“The Greatest Showman” — Fun Movie, But Wow, Did They Get the History Wrong
Here’s the good news about the new Michael Gracey/20th Century Fox film The Greatest Showman. It’s fun. The choreography is magnificent. The costumes are colorful. Some of the songs are catchy. And Hugh Jackman does a credible turn in the lead role.
The movie has gotten a great deal of attention, and mixed though generally good reviews. And, true to the spirit of Barnum, the studio has put together an all-out blitz to generate a lot of publicity, including a live commercial, a light show atop the Empire State Building, a party on the Queen Mary, and ads emblazoned on the outside of Amazon Prime packages. Impressive.
If the combination of all that serves to bring attention back to P.T. Barnum, one of the most fascinating and charismatic men in American history, then it is a good thing.
But from the historical perspective, we might as well just throw the truth into the chipper-shredder… because there is not a great deal of it in Greatest Showman.
Start with the basics.
Barnum was an impresario, but he was not a song and dance man, and he didn’t often appear on stage. Yes, he was a showman; but his genius — as is well documented in my forthcoming book, Pioneers of Promotion (University of Oklahoma Press, 2018) — was in identifying talent and hyping it, not in performance. Of course, that wouldn’t make for very good cinema, much less a promotional performance on The Today Show. But it’s the truth. He was more Donald Trump than Donald O’Connor.
Then there is Barnum’s American Museum. The building, which stood at the intersection of Ann Street and Broadway in Lower Manhattan, was a museum even before Barnum purchased it. It was fun to see it come to life in the film, which faithfully depicted the exterior (save for the fact that there were elevated trains running in front of it in the movie). But in reality, the Museum was mostly filled with display cases and not performance stages, although it did play host to a number of lectures. It never housed a circus. Indeed, the Museum’s big fire (also depicted in the movie) occurred in 1865, but the “circus” elements truly did not appear in his acts until about five years after that.
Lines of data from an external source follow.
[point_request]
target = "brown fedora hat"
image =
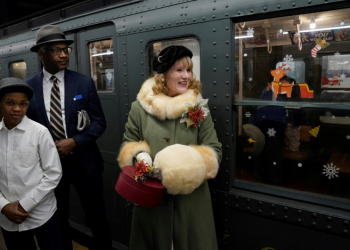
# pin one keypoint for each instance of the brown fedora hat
(49, 34)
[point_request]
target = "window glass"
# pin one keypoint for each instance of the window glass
(102, 64)
(18, 70)
(292, 100)
(191, 43)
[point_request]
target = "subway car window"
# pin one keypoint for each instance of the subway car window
(102, 64)
(18, 70)
(191, 43)
(292, 100)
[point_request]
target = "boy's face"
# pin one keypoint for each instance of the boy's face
(14, 106)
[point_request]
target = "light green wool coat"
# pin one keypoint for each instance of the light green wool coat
(185, 217)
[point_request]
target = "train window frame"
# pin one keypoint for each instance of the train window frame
(111, 78)
(22, 76)
(176, 41)
(240, 101)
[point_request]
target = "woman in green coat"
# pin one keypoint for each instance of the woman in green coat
(170, 127)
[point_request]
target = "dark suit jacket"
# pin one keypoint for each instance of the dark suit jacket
(87, 152)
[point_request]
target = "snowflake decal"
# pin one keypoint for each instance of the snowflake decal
(250, 31)
(109, 76)
(288, 58)
(330, 171)
(94, 51)
(271, 132)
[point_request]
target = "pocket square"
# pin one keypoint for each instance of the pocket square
(83, 120)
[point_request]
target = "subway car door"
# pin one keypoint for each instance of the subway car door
(98, 58)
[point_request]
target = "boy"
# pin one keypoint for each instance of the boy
(30, 169)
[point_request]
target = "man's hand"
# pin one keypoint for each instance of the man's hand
(15, 212)
(65, 146)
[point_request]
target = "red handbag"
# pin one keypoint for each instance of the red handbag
(147, 194)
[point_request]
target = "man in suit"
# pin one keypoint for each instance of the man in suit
(59, 94)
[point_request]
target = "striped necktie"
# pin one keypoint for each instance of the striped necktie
(56, 112)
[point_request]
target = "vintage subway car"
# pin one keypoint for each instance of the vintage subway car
(277, 75)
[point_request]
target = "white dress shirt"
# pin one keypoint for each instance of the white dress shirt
(47, 85)
(30, 169)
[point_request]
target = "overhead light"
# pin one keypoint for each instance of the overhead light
(312, 22)
(102, 54)
(329, 28)
(246, 36)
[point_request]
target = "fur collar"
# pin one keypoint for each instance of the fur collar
(161, 105)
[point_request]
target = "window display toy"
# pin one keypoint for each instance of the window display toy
(320, 44)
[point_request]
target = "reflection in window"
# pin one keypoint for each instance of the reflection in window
(18, 70)
(102, 64)
(192, 44)
(289, 132)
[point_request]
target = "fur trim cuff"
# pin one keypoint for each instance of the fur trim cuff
(129, 150)
(210, 159)
(183, 168)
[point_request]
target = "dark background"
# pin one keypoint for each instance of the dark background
(16, 11)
Throughout the movie, timelines are shot all to hell. The Greatest Showman conflates the Tom Thumb tour of London (1844) with the meeting of Jenny Lind (1850) and the Barnum & Bailey Circus tours of London (1889). Barnum’s girls, Caroline and Helen, are shown in the movie as being about 10 and 8 years old at the time of the Jenny Lind tour of America in 1850; in fact, Caroline was then 20 and Helen 10. No mention is ever made of Barnum’s other surviving daughter, Pauline, who was 4 in 1850. One of the “freaks,” Jo-Jo the Dog-Faced Boy (a/k/a Fedor Jeftichew), is present during the Lind tour in the movie, although in real life he was not born until 1868.
And there is more.
- In several scenes, such as the one below as Zac Efron and Hugh Jackman perform “The Other Side,” Barnum is shown drinking shots of whiskey and toasts of champagne. In reality he was a famous teetotaler who did not allow anyone in his troop to drink.
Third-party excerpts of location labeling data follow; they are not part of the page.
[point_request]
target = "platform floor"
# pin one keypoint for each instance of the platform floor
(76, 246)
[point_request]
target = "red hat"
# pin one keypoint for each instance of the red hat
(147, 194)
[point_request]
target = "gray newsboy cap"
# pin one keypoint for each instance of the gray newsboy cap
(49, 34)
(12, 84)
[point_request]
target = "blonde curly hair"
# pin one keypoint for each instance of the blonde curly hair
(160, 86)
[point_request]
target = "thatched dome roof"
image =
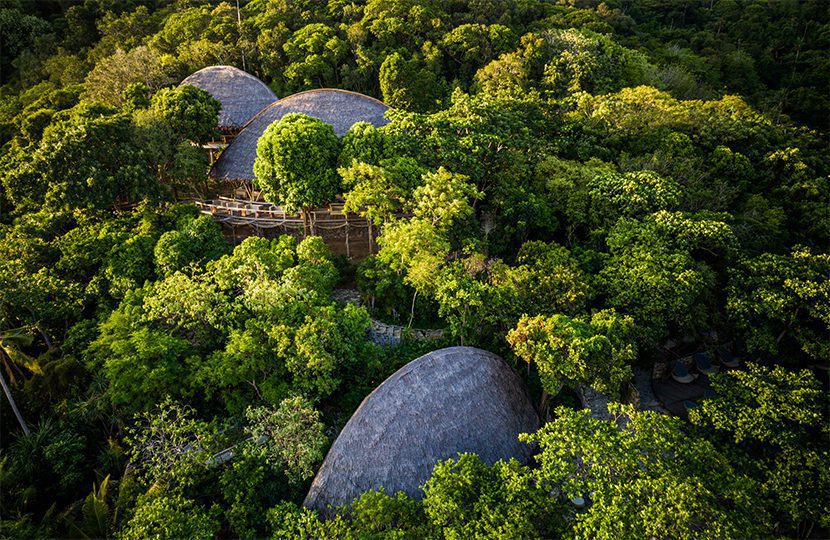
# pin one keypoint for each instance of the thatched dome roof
(459, 399)
(339, 108)
(241, 94)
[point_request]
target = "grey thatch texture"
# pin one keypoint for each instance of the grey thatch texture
(458, 399)
(241, 94)
(339, 108)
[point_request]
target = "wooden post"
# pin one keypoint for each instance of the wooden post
(348, 247)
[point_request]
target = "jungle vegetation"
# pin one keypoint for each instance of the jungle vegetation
(569, 184)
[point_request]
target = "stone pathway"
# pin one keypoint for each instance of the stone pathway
(648, 401)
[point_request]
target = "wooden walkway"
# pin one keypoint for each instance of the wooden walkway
(346, 233)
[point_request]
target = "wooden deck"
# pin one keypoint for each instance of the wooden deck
(347, 234)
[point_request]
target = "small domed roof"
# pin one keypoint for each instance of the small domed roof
(458, 399)
(339, 108)
(241, 94)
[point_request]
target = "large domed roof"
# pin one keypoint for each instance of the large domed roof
(241, 94)
(459, 399)
(339, 108)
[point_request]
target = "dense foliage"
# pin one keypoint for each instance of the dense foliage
(584, 187)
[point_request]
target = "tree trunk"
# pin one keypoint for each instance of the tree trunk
(305, 222)
(8, 392)
(412, 309)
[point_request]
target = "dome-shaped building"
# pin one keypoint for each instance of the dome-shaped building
(339, 108)
(241, 94)
(458, 399)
- He is shown in the movie to have been a destitute young man who took to selling discarded newspapers on the street. The truth is that he was highly entrepreneurial from a very young age, and long before he got into the business of being a showman he had already been involved with numerous businesses including fruit-and-confectionery sales, hardware, crockery retailing, real estate speculating, auctioning used books, a weekly newspaper called the Herald of Freedom, and state lotteries — which he advertised with extravagant rhymes on handbills, circulars, and posters. These early jobs were critical in establishing the skills and setting the tone for his work as a pioneer in what was then known as “indirect advertising” — what we today call PR.
- The movie also ends at the point at which Barnum is about to get into the traveling circus business, which, it is implied, is shortly after the fire at the Museum in 1865. He restarts his act in a tent, and walks away from that to go see a dance recital of one of his daughters, who is still very young, so no time has passed in the movie. In reality, Barnum was 55 years old when the fire occurred, about 60 when he went into the circus business, and by then his daughters were in their 30s and 40s.
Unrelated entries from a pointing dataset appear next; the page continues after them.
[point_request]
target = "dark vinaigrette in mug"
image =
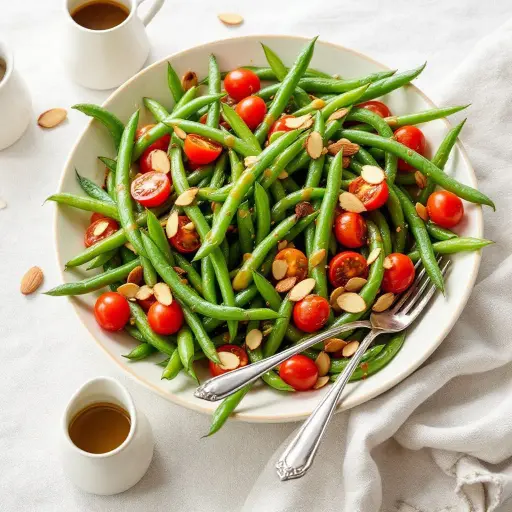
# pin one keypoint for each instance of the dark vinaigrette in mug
(100, 15)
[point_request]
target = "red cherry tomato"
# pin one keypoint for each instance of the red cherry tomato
(151, 189)
(165, 320)
(414, 139)
(299, 372)
(345, 265)
(401, 274)
(252, 110)
(445, 208)
(215, 369)
(100, 229)
(372, 196)
(185, 241)
(112, 311)
(241, 83)
(311, 313)
(200, 150)
(377, 107)
(350, 229)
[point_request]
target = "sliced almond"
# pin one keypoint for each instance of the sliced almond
(254, 338)
(373, 255)
(286, 284)
(279, 269)
(162, 293)
(52, 118)
(314, 145)
(128, 290)
(187, 197)
(383, 302)
(171, 228)
(160, 161)
(228, 360)
(31, 281)
(351, 302)
(351, 203)
(372, 174)
(300, 290)
(350, 348)
(230, 18)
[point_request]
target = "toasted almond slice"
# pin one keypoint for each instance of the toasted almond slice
(373, 255)
(323, 363)
(171, 228)
(144, 292)
(351, 302)
(228, 360)
(186, 197)
(128, 290)
(135, 276)
(160, 161)
(321, 382)
(300, 290)
(350, 348)
(314, 145)
(279, 269)
(162, 293)
(52, 118)
(31, 281)
(286, 284)
(372, 174)
(317, 257)
(351, 203)
(254, 338)
(230, 18)
(383, 302)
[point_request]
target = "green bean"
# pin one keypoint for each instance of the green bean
(109, 120)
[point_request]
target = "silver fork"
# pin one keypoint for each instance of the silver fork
(298, 456)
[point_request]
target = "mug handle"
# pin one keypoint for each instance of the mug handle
(157, 5)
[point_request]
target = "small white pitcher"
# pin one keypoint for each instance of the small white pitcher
(117, 470)
(103, 59)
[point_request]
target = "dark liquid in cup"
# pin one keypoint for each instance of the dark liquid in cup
(100, 15)
(100, 428)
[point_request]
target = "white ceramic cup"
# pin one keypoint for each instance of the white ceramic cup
(15, 102)
(103, 59)
(117, 470)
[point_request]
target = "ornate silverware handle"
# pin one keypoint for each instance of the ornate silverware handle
(225, 385)
(299, 455)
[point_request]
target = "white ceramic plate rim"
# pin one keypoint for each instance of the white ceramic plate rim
(400, 374)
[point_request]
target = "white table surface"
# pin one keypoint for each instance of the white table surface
(46, 353)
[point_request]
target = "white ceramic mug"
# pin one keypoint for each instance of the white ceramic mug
(103, 59)
(117, 470)
(15, 102)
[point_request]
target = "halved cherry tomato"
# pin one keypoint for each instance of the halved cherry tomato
(414, 139)
(151, 189)
(345, 265)
(241, 83)
(98, 230)
(299, 372)
(185, 241)
(297, 263)
(200, 150)
(311, 313)
(401, 274)
(252, 110)
(215, 369)
(112, 311)
(372, 196)
(350, 229)
(165, 320)
(445, 208)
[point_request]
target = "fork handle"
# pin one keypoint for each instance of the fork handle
(298, 456)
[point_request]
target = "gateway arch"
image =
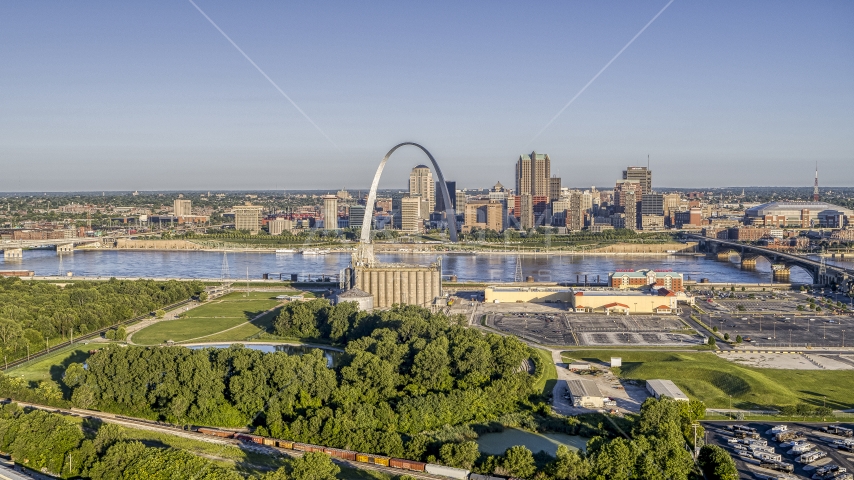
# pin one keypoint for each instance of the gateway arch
(397, 284)
(372, 197)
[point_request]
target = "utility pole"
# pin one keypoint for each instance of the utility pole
(696, 450)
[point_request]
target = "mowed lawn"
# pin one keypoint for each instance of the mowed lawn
(52, 366)
(704, 376)
(214, 317)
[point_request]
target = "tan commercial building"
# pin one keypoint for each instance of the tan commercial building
(483, 214)
(411, 220)
(391, 284)
(585, 393)
(533, 175)
(248, 217)
(183, 208)
(280, 225)
(421, 185)
(603, 300)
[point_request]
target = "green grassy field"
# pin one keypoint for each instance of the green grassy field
(52, 366)
(214, 317)
(546, 383)
(713, 380)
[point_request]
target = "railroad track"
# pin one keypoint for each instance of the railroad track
(193, 435)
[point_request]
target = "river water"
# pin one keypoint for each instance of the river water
(467, 267)
(498, 443)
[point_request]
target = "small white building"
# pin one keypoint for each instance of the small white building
(364, 299)
(585, 393)
(578, 366)
(665, 388)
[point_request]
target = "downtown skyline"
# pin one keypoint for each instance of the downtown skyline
(107, 97)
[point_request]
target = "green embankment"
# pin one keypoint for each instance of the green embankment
(52, 366)
(546, 382)
(207, 321)
(713, 380)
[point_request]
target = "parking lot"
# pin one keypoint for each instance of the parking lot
(786, 331)
(822, 441)
(556, 326)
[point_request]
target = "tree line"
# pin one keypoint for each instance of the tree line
(51, 443)
(31, 312)
(405, 371)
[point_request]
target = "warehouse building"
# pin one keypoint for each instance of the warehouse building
(585, 393)
(638, 279)
(665, 388)
(608, 301)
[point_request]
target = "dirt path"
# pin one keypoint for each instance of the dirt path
(170, 315)
(256, 317)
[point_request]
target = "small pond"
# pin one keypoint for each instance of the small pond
(498, 443)
(333, 357)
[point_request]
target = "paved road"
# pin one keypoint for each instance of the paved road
(143, 424)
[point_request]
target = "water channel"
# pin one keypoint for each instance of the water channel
(498, 443)
(467, 267)
(333, 357)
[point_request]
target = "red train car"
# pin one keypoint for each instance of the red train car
(338, 453)
(407, 464)
(285, 444)
(216, 433)
(249, 438)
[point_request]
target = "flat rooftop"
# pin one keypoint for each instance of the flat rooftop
(614, 292)
(583, 388)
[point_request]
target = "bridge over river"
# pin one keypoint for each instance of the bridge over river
(781, 262)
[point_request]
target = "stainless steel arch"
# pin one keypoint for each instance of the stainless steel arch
(372, 196)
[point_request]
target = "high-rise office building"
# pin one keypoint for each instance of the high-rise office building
(554, 189)
(440, 198)
(411, 220)
(247, 217)
(630, 208)
(330, 212)
(526, 211)
(652, 204)
(533, 175)
(461, 201)
(183, 208)
(642, 175)
(421, 185)
(357, 216)
(576, 211)
(622, 189)
(279, 225)
(484, 214)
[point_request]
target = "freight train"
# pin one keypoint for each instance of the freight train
(349, 455)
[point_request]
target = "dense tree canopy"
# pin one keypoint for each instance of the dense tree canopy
(405, 371)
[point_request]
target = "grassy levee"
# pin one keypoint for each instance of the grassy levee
(52, 366)
(548, 377)
(214, 317)
(706, 377)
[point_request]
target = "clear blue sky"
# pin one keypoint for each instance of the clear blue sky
(149, 96)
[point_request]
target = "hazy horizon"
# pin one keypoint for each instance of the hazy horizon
(101, 96)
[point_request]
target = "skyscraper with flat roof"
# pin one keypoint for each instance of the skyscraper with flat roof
(247, 217)
(642, 175)
(411, 220)
(183, 208)
(421, 185)
(440, 199)
(533, 175)
(330, 212)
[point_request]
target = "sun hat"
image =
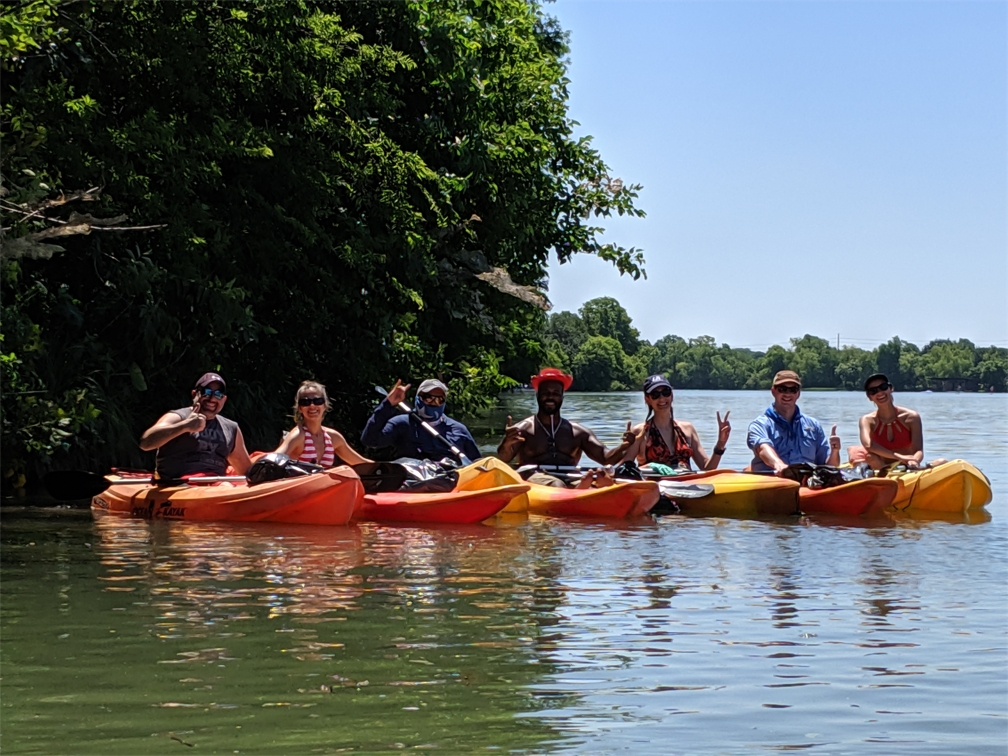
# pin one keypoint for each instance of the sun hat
(551, 374)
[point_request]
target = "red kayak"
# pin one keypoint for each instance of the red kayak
(858, 498)
(453, 506)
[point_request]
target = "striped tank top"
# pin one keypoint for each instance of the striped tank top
(309, 455)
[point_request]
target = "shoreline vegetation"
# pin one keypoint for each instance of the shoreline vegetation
(337, 191)
(604, 352)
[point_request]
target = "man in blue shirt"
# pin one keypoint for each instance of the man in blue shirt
(782, 435)
(388, 427)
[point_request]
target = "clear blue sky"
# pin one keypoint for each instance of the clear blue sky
(807, 166)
- Tom Thumb is said to be 22 years old in the movie, but when Barnum first put him on tour he was four.
- Jenny Lind is portrayed in the movie by actress Rebecca Ferguson, who, like Lind, is Swedish. But Lind was known to be shy and modest, unlike the Ferguson character, and she never had any sort of fling with Barnum.
- And the movie also creates a character named Phillip Carlyle, a partner of Barnum portrayed by Zac Efron. No such person was a part of Barnum’s life.
All of which, again, is OK. This is a film inspired by real life, not a biopic. It is a fantasy, and Gracey takes many liberties with it, as Hollywood is wont to do, and as Barnum did with many of his subjects.
But, as my research in Pioneers of Promotion shows, Barnum’s contribution as an advertising genius and one of the inventors of the craft of marketing is actually far more important to American society than anything else he did.
So, now that the memorably syncopated brand of Barnum & Bailey is no more, if the “Greatest Showman’s” legacy is to be carried on to a new generation, we must ultimately balance the histrionics with some real history.